Lima – En medio de una prolongada crisis política que ha tenido ocho presidentes en diez años, Perú celebrará elecciones generales este domingo con el objetivo de reconfigurar su sistema político. Además de escoger a un presidente entre 35 candidatos, los ciudadanos elegirán a los integrantes de un Congreso que recupera la bicameralidad después de más de tres décadas. Este nuevo esquema contempla una Cámara de Diputados y un Senado con amplios poderes y un mandato de cinco años.
Los últimos sondeos muestran una fuerte dispersión del voto: ninguno de los aspirantes supera el 15% de intención, lo que apunta casi con certeza a una segunda vuelta el 7 de junio.
Además del presidente y dos vicepresidentes, se elegirán 130 diputados, 60 senadores y cinco representantes ante el Parlamento Andino. Según el Tribunal Electoral, más de 6,000 personas se postulan a la Cámara de Diputados y unas 3,000 al Senado. La cédula de votación será la más grande en la historia del país, con un tamaño de 42 por 21 centímetros.
El nuevo Senado, pieza clave del rediseño institucional, no podrá ser disuelto, pero sí tendrá la potestad de destituir al presidente. Para ello bastarán 40 votos de los 60 senadores, una cifra menor a los 87 votos que antes se requerían en el Congreso unicameral. Pese a que el retorno del sistema bicameral fue rechazado en un referendo de 2018 con el 80% de los votos, en 2024 el Congreso reformó la Constitución para crear un Senado con amplias atribuciones.
El investigador Alejandro Boyco, del Instituto de Estudios Peruanos, explicó a The Associated Press que este “súper Senado” designará y sancionará a altas autoridades, como el Defensor del Pueblo, los miembros del Tribunal Constitucional y algunos directores del Banco Central. También podrá revisar y modificar los proyectos de ley provenientes de la Cámara de Diputados. “Concentran demasiado poder en una cámara de 60 personas… no van a ser inmunes a ser corruptas”, advirtió.
Para Boyco, el nuevo diseño legislativo incumple las promesas de fomentar el debate. “Nos dijeron que la bicameralidad traería más discusión, pero terminaron creando un esquema que privilegia a un grupo con los escaños más poderosos del país”, afirmó.
El padrón electoral reúne a más de 27 millones de personas entre 18 y 70 años, obligadas por ley a votar.
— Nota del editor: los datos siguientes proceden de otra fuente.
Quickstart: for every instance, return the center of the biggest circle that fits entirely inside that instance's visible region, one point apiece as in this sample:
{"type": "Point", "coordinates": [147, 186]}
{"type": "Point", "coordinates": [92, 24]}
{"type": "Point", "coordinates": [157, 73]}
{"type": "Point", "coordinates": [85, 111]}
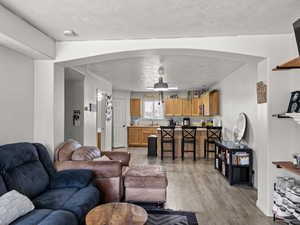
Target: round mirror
{"type": "Point", "coordinates": [240, 127]}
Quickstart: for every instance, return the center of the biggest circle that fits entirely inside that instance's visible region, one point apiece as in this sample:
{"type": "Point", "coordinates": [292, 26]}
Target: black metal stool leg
{"type": "Point", "coordinates": [182, 149]}
{"type": "Point", "coordinates": [173, 149]}
{"type": "Point", "coordinates": [162, 150]}
{"type": "Point", "coordinates": [194, 149]}
{"type": "Point", "coordinates": [205, 150]}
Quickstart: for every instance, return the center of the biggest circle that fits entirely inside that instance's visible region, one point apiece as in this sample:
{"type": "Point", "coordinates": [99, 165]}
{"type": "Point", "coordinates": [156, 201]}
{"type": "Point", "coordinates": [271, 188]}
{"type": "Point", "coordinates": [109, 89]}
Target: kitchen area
{"type": "Point", "coordinates": [149, 111]}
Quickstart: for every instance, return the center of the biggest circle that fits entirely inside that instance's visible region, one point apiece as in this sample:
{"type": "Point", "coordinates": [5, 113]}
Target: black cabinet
{"type": "Point", "coordinates": [234, 162]}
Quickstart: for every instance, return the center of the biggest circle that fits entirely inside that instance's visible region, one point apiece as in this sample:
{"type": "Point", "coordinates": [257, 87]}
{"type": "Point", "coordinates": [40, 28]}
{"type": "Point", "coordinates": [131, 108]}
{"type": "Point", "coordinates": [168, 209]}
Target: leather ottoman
{"type": "Point", "coordinates": [146, 184]}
De ellas, alrededor de 1.1 millones sufragarán desde el extranjero, principalmente en Estados Unidos y Argentina. En todo el país estarán habilitadas 92,766 mesas de votación, abiertas de 7:00 a 17:00 (hora local). El conteo de votos comenzará tras el cierre y se espera que hacia la noche del domingo se haya contabilizado alrededor del 60% de los sufragios.
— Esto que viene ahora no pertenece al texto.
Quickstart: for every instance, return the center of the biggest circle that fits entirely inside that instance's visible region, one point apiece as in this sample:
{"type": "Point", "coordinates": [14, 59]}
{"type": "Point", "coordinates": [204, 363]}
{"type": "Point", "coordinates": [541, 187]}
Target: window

Los resultados finales podrían tardar algunos días, debido a posibles observaciones de actas y al tiempo que toma recibir los votos de zonas rurales o del exterior. Según la ley, un candidato necesita obtener la mitad más uno de los votos válidos para ganar en primera vuelta. Si nadie lo logra, los dos más votados se enfrentarán en una segunda ronda el 7 de junio.